Translate

8 Aralık 2015 Salı

...

Yanılmıyorsam 7 ya da 8 yaşlarımda yazar olmak isterdim. 9 yaşımda ressamdım ondan eminim. Müzikte Beethoven ve Vivaldi benim için ne kadar özelse, edebiyatta da Dostoyevski ve Balzac öyle. Hem çocukluğumdaki yerleri özel hem de ikisiyle farklı ortak noktalara sahibim.
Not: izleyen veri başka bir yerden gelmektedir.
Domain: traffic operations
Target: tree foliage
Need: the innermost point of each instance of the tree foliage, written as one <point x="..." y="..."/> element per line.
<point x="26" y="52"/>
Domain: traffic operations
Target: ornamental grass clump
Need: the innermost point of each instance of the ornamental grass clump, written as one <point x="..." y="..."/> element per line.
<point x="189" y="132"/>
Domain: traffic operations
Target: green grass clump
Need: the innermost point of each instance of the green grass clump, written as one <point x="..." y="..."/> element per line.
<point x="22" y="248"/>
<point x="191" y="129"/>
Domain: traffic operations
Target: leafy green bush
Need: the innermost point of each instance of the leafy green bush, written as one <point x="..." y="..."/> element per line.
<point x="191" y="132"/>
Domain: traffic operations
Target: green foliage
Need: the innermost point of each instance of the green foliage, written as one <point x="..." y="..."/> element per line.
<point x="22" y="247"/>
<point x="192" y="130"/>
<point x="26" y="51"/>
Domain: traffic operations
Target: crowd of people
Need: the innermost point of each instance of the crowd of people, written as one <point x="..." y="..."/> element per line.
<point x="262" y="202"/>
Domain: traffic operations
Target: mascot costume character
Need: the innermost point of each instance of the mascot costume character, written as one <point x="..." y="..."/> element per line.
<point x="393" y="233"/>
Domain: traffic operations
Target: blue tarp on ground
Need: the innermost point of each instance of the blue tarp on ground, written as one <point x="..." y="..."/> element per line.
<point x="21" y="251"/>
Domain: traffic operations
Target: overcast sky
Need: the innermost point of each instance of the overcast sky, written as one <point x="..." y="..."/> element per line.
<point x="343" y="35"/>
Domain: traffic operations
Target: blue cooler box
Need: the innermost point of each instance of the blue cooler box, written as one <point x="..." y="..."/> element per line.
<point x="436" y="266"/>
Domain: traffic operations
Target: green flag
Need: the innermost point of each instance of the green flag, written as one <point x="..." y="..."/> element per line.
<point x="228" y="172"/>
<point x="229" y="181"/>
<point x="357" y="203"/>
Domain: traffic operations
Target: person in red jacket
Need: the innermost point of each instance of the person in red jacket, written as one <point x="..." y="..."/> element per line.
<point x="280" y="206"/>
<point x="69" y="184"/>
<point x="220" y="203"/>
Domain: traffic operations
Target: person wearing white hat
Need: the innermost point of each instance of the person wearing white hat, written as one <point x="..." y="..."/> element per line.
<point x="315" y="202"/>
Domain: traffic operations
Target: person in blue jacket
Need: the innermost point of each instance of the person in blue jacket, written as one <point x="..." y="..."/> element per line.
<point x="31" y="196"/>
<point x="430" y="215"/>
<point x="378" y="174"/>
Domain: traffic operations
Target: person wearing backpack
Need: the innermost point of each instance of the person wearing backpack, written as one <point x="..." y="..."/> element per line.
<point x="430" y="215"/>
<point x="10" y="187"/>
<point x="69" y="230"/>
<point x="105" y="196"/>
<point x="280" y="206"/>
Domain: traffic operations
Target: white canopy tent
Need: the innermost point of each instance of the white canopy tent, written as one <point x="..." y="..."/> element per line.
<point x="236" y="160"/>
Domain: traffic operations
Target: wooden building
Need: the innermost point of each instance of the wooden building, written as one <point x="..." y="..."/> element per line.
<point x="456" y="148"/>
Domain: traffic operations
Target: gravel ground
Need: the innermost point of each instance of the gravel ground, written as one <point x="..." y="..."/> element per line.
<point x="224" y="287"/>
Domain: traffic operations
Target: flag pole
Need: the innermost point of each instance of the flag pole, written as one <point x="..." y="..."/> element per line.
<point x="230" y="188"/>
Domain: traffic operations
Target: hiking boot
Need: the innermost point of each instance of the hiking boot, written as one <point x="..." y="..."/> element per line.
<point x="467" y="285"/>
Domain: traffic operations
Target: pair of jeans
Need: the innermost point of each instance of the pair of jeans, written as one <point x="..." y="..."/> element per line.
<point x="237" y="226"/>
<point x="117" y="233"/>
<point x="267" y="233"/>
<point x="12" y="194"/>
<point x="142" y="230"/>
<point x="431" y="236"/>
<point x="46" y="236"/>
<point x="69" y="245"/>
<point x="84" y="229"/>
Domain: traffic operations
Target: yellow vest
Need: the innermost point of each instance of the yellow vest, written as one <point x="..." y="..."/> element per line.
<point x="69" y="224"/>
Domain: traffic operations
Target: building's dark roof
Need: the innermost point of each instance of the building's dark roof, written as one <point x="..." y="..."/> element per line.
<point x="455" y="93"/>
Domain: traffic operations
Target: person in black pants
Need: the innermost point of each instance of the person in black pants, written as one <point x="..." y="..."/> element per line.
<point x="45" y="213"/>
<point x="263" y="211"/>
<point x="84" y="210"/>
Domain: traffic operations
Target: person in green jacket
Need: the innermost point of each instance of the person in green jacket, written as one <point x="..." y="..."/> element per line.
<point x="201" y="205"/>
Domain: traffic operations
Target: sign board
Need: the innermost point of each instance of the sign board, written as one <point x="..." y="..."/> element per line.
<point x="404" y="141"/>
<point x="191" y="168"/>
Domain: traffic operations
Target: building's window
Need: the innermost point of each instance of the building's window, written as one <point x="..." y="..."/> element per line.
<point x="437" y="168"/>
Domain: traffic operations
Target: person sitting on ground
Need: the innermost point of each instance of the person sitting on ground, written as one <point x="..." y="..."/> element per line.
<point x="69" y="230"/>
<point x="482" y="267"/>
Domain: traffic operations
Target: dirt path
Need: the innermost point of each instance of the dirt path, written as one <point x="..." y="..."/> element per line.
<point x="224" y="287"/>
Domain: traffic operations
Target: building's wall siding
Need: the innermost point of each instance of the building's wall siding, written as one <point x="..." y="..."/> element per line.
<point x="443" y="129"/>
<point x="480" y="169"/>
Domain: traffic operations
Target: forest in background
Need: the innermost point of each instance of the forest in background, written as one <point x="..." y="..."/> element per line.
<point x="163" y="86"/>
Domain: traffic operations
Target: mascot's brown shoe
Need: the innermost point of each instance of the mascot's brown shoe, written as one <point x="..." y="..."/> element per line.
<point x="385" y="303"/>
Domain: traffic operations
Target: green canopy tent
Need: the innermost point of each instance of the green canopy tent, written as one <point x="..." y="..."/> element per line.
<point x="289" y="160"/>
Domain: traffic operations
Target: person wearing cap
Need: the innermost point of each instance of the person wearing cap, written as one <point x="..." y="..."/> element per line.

Çok kahve içtiğimi düşünenlere genelde Balzac'ı örnek gösteririm ki evet günde 40 fincan kahve içmeden yapamazdı. :) Sonradan öğrendiğime göre Dostoyevski'de de dikkat dağınıklığı varmış ve konsantrasyonunu sağlamak için çizermiş(Defterlerimin arkası çizdiğim karikatürlerle doluydu.) Aşağıdaki linkte Dostoyevski'nin eskizlerini bulabilirsiniz:
http://cultureru.com/category/visual-arts/pictorial-souvenirs-of-russian-writers/f-dostoyevsky-1821-1881/


The New Yorker'ın makaleleri güzel, konu The Grand Budapest Hotel olunca daha da güzel ya da bilen bilir Stefan Zweig'ı çok sevdiğimden böyle düşünmüş olabilirim. :)
http://www.newyorker.com/culture/richard-brody/stefan-zweig-wes-anderson-and-a-longing-for-the-past

Bu arada unutmadan; ''Seçmediğimiz vatanlar uğruna savaşırız.'' 2. Dünya Savaşı olmasaydı ya da doğduğu yer Avusturya değil de Brezilya olsaydı Zweig'ı bu kadar tanıyabilir miydik acaba?